Subsequently, the C_t values of the 12 commercial products were determined based on the developed real-time PCR assays (Table 6). Seven C. setidens commercial products were amplified with low C_t values (11.97－16.87) below the LODs (C_t values of 10 pg) of the C. setidens target primer pairs, and high C_t values (27.34－NA) above the LODs (C_t values of 10 pg) of the S. marianum target primer pairs. Therefore, the tested C. setidens products included C. setidens DNA but not S. marianum DNA. Subsequently, five S. marianum commercial products were examined by the developed primer pairs. Four of five commercial products (two powder and two pill products) were amplified with low C_t values (14.82－16.17) below the LODs of S. marianum target primer pairs and high C_t values (24.5－32.4) above the LODs of C. setidens target primer pairs. However, one S. marianum tablet product was amplified with high C_t values above the LODs of C. setidens target primer pairs and S. marianum target primer pairs, suggesting that neither of the two species were detected due to low plant DNA contents. Consequentially, the presence of C. setidens was determined in all of seven C. setidens commercial products, while presence of S. marianum was confirmed in four of five S. marianum products. In the case of the ethanol extracted tablet product of S. marianum, we could not determine the presence of any plant DNA, suggesting that another analytic method should be developed for evaluating this type of food product. Both C. setidens and S. marianum commercial foods have been recently gaining in popularity in Korea and worldwide due to the health benefits that they provide (Lee et al., 2006; Abenavoli et al., 2018). The effects of each plant on human health are quite different. Therefore, authentication of the plant species present in commercial food products is important for ensuring food safety and consumer protection.

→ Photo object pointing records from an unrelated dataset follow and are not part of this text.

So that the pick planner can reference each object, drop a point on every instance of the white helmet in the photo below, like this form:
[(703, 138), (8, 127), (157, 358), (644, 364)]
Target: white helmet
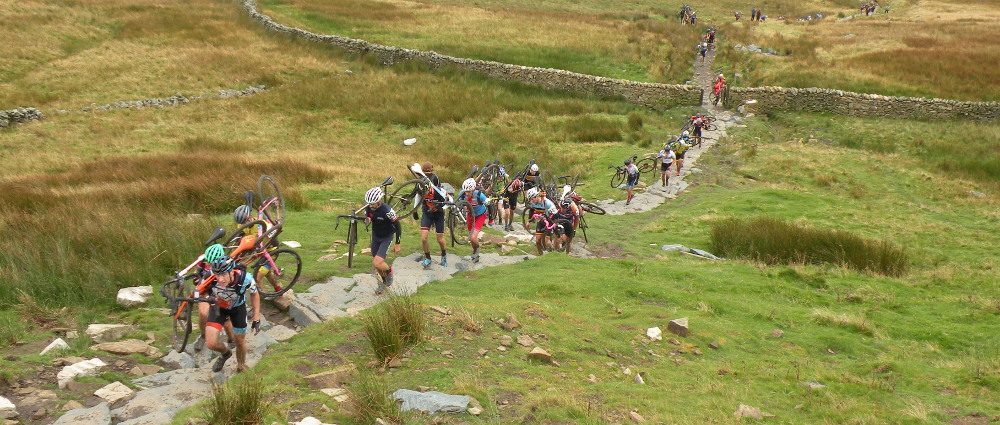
[(373, 195)]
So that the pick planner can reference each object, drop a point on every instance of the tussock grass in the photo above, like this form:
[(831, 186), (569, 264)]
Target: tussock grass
[(393, 326), (241, 401), (370, 399), (775, 241)]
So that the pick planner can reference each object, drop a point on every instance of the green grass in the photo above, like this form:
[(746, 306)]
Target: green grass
[(773, 241)]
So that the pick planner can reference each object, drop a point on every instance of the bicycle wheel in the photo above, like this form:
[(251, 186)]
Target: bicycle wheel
[(592, 208), (646, 165), (182, 325), (279, 279), (458, 223), (617, 179), (526, 217), (406, 198), (352, 241), (269, 200)]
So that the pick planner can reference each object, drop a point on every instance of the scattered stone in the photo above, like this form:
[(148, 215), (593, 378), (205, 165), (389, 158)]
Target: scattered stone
[(654, 334), (136, 295), (510, 323), (57, 345), (441, 310), (285, 300), (525, 340), (678, 327), (431, 401), (97, 415), (85, 368), (113, 392), (128, 346), (540, 354), (7, 409), (175, 360), (99, 333)]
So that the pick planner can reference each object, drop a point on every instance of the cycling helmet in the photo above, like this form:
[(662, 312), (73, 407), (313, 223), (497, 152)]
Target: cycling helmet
[(222, 265), (373, 195), (214, 252), (242, 214)]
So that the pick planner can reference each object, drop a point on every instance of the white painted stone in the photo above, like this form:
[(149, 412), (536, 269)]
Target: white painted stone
[(56, 345), (99, 333), (85, 368), (113, 392), (136, 295)]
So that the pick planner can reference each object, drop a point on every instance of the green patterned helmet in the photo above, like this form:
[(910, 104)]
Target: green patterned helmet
[(213, 252)]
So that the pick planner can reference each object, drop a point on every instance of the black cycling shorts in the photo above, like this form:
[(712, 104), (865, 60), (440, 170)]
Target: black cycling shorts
[(238, 315), (380, 246), (436, 218)]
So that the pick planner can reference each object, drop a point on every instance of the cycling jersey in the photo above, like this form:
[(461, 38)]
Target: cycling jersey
[(477, 199), (384, 222), (234, 295)]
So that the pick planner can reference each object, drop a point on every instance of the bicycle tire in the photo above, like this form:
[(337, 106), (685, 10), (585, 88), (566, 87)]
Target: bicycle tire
[(526, 217), (268, 191), (406, 198), (617, 179), (352, 241), (182, 326), (289, 266), (458, 223), (592, 208), (646, 165)]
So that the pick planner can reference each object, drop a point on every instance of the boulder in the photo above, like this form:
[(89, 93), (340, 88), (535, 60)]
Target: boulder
[(431, 401), (177, 360), (56, 345), (97, 415), (85, 368), (7, 409), (678, 327), (136, 295), (128, 346), (99, 333), (113, 392)]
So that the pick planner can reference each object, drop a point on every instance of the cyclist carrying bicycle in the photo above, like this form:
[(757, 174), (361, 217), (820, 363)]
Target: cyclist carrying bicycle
[(540, 206), (230, 288), (433, 215), (478, 201), (631, 179), (680, 147), (385, 223), (510, 193)]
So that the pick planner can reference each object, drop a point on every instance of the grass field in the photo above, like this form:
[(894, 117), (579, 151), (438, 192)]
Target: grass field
[(106, 196)]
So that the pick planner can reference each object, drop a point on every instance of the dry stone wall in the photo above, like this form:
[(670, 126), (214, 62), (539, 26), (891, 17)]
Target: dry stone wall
[(652, 95), (19, 115), (858, 104)]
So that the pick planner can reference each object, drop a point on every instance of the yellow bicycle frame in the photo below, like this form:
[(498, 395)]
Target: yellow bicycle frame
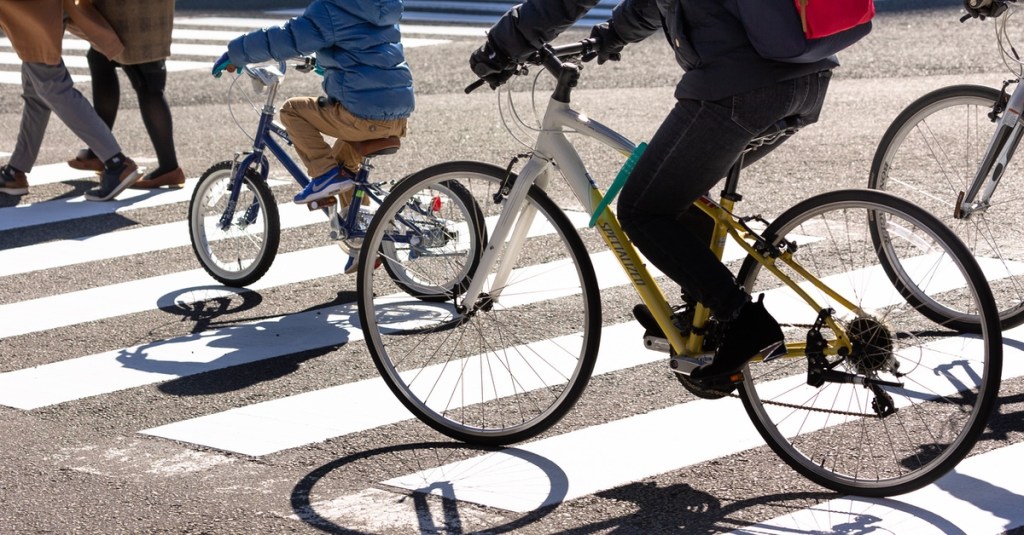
[(725, 225)]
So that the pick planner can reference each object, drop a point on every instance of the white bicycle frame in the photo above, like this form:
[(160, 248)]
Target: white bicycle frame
[(553, 150)]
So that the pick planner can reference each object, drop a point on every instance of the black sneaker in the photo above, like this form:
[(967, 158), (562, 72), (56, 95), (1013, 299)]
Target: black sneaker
[(753, 332), (12, 181), (114, 180)]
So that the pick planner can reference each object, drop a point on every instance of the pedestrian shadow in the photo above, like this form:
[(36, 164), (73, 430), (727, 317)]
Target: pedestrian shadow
[(431, 506), (223, 354)]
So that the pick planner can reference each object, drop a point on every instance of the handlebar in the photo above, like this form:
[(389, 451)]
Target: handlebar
[(551, 57), (983, 8)]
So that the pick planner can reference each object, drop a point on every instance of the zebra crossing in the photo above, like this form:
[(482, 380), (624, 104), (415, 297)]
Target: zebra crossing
[(980, 496), (198, 41)]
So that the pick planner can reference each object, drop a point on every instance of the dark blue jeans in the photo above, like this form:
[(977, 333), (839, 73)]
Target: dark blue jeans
[(691, 151)]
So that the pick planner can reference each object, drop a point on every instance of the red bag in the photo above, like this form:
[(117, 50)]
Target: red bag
[(803, 31), (824, 17)]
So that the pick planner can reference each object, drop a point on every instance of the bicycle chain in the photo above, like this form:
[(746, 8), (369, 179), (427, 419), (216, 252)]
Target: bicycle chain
[(732, 394)]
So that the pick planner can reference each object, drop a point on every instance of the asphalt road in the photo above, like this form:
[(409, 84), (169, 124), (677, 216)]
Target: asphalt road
[(86, 458)]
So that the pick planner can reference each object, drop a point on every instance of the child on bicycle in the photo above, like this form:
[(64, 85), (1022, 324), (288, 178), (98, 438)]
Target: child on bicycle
[(367, 83), (727, 95)]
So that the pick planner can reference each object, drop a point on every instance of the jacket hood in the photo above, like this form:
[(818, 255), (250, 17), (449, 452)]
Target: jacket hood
[(380, 12)]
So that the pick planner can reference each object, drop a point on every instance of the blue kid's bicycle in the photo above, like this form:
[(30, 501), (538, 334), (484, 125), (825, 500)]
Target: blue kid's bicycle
[(235, 221)]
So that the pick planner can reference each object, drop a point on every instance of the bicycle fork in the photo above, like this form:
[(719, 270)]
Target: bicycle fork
[(1008, 135)]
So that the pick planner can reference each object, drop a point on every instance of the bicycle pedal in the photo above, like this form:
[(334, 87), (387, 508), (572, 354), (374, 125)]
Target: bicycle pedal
[(322, 203), (655, 342)]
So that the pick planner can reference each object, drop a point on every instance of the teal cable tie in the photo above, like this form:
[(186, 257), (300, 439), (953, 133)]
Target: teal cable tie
[(616, 184)]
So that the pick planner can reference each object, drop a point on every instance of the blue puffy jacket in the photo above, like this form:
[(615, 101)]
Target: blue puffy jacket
[(358, 45)]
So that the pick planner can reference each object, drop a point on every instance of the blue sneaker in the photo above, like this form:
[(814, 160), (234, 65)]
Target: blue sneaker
[(331, 182), (352, 264)]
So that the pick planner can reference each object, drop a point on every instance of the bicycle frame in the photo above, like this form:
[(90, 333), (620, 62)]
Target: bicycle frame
[(551, 148), (1000, 149), (264, 140)]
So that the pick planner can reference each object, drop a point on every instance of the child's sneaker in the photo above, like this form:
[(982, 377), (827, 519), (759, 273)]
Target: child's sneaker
[(352, 264), (114, 180), (331, 182), (753, 332), (12, 181)]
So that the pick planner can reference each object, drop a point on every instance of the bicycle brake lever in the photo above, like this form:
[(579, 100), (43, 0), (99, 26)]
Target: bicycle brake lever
[(475, 85)]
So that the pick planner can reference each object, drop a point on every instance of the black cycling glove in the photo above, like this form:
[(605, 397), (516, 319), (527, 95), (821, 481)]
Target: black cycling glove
[(982, 8), (609, 45), (492, 65)]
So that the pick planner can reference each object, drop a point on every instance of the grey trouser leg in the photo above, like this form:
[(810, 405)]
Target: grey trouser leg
[(46, 88)]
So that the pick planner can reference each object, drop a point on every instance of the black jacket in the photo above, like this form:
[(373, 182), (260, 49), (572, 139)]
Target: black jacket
[(709, 40)]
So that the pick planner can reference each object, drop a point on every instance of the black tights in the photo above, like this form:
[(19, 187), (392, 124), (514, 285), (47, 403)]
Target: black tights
[(148, 81)]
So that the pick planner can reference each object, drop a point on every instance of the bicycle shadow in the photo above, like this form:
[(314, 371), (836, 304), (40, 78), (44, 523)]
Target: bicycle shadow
[(433, 507), (224, 354)]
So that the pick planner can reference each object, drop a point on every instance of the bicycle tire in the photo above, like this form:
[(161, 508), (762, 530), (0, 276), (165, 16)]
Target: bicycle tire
[(240, 254), (929, 155), (843, 436), (488, 373), (408, 264)]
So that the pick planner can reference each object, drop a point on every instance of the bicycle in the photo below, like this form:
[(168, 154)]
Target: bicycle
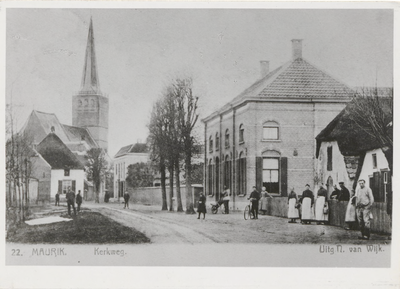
[(215, 207), (248, 214)]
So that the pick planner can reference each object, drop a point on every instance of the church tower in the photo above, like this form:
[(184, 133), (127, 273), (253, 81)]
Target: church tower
[(90, 105)]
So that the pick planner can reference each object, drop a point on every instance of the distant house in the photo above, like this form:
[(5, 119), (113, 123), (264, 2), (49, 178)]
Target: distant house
[(77, 139), (346, 153), (57, 168), (265, 136), (127, 155)]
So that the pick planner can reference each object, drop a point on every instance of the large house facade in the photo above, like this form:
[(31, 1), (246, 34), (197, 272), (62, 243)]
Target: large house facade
[(266, 135)]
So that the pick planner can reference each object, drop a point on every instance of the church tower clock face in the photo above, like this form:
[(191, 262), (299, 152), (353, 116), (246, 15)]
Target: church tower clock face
[(90, 106)]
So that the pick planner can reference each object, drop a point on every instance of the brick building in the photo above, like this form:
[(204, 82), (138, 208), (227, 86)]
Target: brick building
[(266, 135)]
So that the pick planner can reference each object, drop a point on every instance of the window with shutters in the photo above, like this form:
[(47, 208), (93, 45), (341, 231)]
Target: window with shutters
[(227, 172), (227, 138), (241, 133), (210, 179), (270, 131), (66, 184), (241, 174), (217, 141), (329, 163), (270, 175), (374, 161)]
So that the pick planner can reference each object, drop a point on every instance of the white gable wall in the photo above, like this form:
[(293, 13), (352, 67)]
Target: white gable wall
[(58, 175), (368, 169)]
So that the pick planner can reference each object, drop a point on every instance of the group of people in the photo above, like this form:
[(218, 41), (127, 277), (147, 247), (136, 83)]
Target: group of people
[(358, 208), (307, 208), (71, 199)]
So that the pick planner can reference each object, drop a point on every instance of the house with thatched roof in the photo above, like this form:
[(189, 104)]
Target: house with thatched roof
[(347, 152), (265, 137), (57, 168)]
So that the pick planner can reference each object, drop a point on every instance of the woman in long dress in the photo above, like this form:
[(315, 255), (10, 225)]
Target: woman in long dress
[(350, 217), (264, 200), (201, 208), (293, 212), (307, 201), (320, 203)]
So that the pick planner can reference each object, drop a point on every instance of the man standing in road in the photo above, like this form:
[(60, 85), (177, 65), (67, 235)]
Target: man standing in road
[(79, 200), (126, 199), (58, 199), (364, 201), (345, 195), (71, 201), (254, 197)]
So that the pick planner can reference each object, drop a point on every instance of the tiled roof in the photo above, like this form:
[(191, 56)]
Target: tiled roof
[(57, 154), (352, 140), (123, 150), (133, 148), (303, 80), (297, 79)]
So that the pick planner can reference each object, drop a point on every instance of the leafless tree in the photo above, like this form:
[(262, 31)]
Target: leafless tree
[(96, 167), (187, 118)]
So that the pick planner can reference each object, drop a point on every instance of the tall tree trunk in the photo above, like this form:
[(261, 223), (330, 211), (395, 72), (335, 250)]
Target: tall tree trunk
[(178, 187), (188, 172), (163, 188), (171, 187)]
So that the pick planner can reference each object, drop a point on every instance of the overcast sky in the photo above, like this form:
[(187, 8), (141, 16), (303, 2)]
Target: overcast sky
[(138, 51)]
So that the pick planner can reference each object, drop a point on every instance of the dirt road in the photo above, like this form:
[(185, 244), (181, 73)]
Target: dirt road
[(171, 227)]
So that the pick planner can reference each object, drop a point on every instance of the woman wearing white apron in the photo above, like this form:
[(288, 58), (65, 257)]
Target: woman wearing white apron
[(293, 212), (350, 217), (307, 201), (320, 203)]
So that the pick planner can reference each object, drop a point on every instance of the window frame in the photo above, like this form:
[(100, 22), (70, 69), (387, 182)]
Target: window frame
[(271, 125)]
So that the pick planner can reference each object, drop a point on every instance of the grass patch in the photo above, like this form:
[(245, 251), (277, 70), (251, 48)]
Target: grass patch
[(85, 228)]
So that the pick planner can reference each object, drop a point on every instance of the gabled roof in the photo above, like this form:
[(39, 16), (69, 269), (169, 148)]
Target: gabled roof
[(78, 134), (39, 125), (133, 148), (295, 80), (57, 154), (351, 139)]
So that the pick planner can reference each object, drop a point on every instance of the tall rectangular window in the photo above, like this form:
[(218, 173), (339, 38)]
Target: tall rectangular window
[(329, 164), (271, 175), (374, 161), (270, 133)]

Table 6. Amplified C_t values of 12 commercial food products by qPCR using the developed primer sets

Compared to other chemical assays, the developed SYBR Green-based qPCR assay is known to be faster, more stable, and less expensive and is a useful method for the detection and quantification of target nucleotides (Ponchel et al., 2003). Recently, many studies have been conducted for detecting plant species in processed foods using SYBR Green-based techniques: hazelnut (Arlorio et al., 2007), almond (Pafundo et al., 2009), O. japonica (An et al., 2018), and C. wilfordii and C. auriculatum (Kim et al., 2017). In this study, we developed species-specific primer sets using four chloroplast genes to distinguish both C. setidens and S. marianum, tested their performance, specificity, and sensitivity, and then applied the primers to commercial products. The developed species-specific primer sets are able to detect the presence of C. setidens and S. marianum in commercial products, suggesting that the method developed could be useful in verifying the authenticity of commercial food products.